Halen bekliyoruz ya, farkındamısın üstad. Bu kadar zaman oldu, sadece bizler değil, daha niceleri, sayfalarca yazdı, sordu, ufacık bir açıklama bekledi (ki varsa eğer hakkımız vardır bu açıklamayı okumaya) halen daha açıklama gelmedi.
Ortalıkta ne mehmet nuri yılmaz kaldı, ne yaşar nuri kaldı, ne şaşıbeyaz kaldı...Hepsi tarihin çöplüğüne bu kadar saf ve temiz müslümanın günahları ile yuvarlandı gitti.
Mürşidimin çok güzel bir mollası vardı. Rabbim rahmet etsin o anlattıydı. Muhabbet olsun diye yazayım.
Zamanında mürşidimin yeni yeni posta oturduğu dönemler. İrşad son hızla devam ediyor. Tabi Rabbimin rahmet eseri tezahür ediyor, gelenler, gidenler hızla çoğalıyor kapıda. Böyle bir dönemde; diyanette görevli müftü bir abimiz, o zamanlar bu tür şeylere karşı. Ne tarikatı ne tasavvufu batıl icadı şeyler falan, gırla gidiyor. Her gittiği yerde oturacak bir sandalye dayanacak bir kürsü buldumuydu başlıyor tasavvuf ve tarikatler hakkında veryansına. Mürşidim hakkında da en ağır ithamlar, en galiz hakaretler, bini bir para anlayacağınız.
Gel zaman git zaman, bir gün bazı şeyler bu kişide tezahür ediyor, bazı şeyleri az da olsa anlamaya, ciddi araştırmalara girmeye başlıyor. Kıyısından köşesinden derken, kendini mürşidimin huzurunda el pençe divanda buluyor. Biraz da merak ile gelmiş o gün için. Sıraya giriyor herkes gibi. Sıra kendisine gelince mürşidimizi ziyaret ediyor, yolunuz nicedir diyor. Mübarek anlatıyor, o tasdikliyor, mübarek anlatıyor o ağlıyor. Sıra tarikat almaya geliyor elini uzatıyor.

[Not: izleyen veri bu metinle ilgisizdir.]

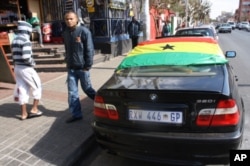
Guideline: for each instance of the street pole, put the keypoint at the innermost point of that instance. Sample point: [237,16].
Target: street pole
[186,4]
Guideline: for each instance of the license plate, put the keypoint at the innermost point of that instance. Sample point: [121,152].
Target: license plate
[156,116]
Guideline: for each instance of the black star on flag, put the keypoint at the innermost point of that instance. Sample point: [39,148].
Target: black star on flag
[168,47]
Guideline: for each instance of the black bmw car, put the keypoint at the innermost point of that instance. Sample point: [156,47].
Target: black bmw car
[172,100]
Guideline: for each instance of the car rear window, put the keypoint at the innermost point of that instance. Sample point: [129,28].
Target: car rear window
[163,71]
[203,32]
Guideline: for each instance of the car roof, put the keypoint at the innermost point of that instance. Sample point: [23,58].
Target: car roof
[204,30]
[175,51]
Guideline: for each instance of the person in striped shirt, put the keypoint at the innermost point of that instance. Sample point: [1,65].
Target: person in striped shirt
[25,74]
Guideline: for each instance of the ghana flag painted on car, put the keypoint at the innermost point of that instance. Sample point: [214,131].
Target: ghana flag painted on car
[175,51]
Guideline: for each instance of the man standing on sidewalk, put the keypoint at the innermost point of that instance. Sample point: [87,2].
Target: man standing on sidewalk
[26,76]
[134,28]
[79,52]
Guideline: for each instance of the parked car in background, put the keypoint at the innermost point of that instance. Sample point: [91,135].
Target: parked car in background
[232,24]
[204,30]
[224,28]
[244,25]
[172,100]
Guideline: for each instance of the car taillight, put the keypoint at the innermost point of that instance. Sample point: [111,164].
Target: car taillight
[226,114]
[104,110]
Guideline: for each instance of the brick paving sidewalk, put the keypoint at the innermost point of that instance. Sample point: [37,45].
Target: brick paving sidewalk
[48,140]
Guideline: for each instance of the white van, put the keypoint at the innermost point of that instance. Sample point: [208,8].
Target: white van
[232,24]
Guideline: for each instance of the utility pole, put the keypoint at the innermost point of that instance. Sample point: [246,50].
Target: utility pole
[186,4]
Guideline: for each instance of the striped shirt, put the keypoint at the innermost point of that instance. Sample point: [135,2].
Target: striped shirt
[22,50]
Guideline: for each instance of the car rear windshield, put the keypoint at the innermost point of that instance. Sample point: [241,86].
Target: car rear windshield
[203,32]
[163,71]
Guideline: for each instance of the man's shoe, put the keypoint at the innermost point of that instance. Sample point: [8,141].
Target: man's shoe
[73,119]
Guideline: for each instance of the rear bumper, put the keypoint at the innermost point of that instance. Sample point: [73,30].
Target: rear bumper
[172,148]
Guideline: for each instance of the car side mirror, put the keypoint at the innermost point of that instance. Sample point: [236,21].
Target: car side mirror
[230,54]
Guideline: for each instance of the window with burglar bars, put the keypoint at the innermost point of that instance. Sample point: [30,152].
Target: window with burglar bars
[53,10]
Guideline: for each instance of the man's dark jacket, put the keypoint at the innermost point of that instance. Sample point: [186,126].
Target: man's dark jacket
[79,49]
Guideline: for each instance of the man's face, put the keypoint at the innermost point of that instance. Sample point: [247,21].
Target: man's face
[71,20]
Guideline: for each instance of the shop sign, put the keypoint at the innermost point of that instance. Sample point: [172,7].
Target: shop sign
[117,4]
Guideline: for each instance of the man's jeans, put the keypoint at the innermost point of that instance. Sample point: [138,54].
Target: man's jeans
[73,97]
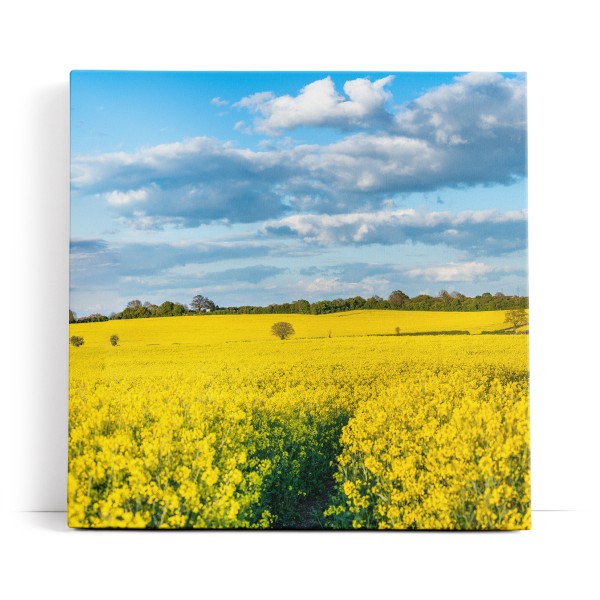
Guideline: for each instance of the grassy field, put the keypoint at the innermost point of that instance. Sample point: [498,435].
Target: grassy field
[212,422]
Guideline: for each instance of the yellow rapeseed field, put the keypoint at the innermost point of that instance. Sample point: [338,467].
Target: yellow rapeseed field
[212,422]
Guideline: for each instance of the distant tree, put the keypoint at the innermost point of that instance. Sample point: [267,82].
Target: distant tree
[200,303]
[398,299]
[517,317]
[282,330]
[301,306]
[76,341]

Mürşidim elini uzatmıyor. Neden diye bakıyor, mürşidim aynen şunları söylüyor: "Bu güne kadar hakkımızda her kürsüde o kadar şeyler söyledin. O kadar insanın uzaklaşmasına vesile oldun. Biz kendi hakkımızdan geçtik, Saadat-ı Kiramın da hakkından geçtik, ama o kadar müslümanın hakkından geçemeyyiz. Bu güne kadar nerede konuşma yaptıysan, git orada bu anladıklarını Allah hakkı için anlat. Hatanı düzelt müftü Ahmet" diyor. İsmi ile beraber hitap edip, bir de yaptıklarını sayan mürşidimizin bu halini de gören abimiz, hatasını telafi edip en kısa sürede tekrar mürşidimizin yanında soluğu alıyor.

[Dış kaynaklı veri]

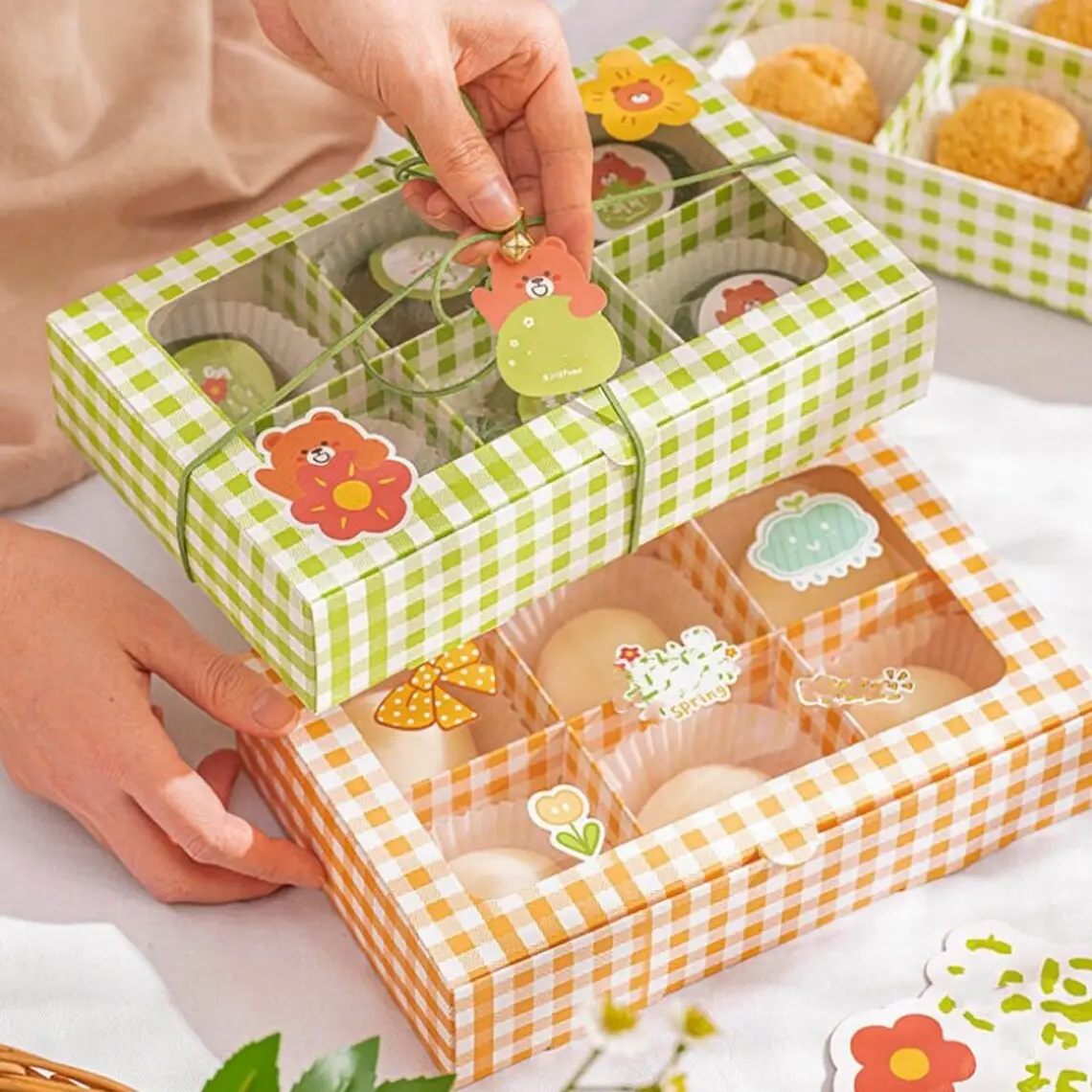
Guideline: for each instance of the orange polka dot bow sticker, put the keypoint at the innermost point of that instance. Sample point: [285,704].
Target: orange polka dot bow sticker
[421,701]
[634,99]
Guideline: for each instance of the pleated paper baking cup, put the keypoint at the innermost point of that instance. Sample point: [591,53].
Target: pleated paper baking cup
[892,65]
[502,826]
[733,734]
[718,282]
[950,644]
[921,141]
[408,444]
[286,348]
[641,584]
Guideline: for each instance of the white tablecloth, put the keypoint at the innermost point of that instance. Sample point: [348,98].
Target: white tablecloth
[1016,470]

Aynı bu hesap, sen ben hakkımızdan geçeriz ama, bu tertemiz iman bilgisini arayan, bulmak için çırpınan zamane insanlarımızın yanlış yönlendirmelerine kim ne kadar razıdır, iyi görmek lazım.
Rabbin, arayanlardan, anlayanlardan ve bulanlardan eylesin bizleri.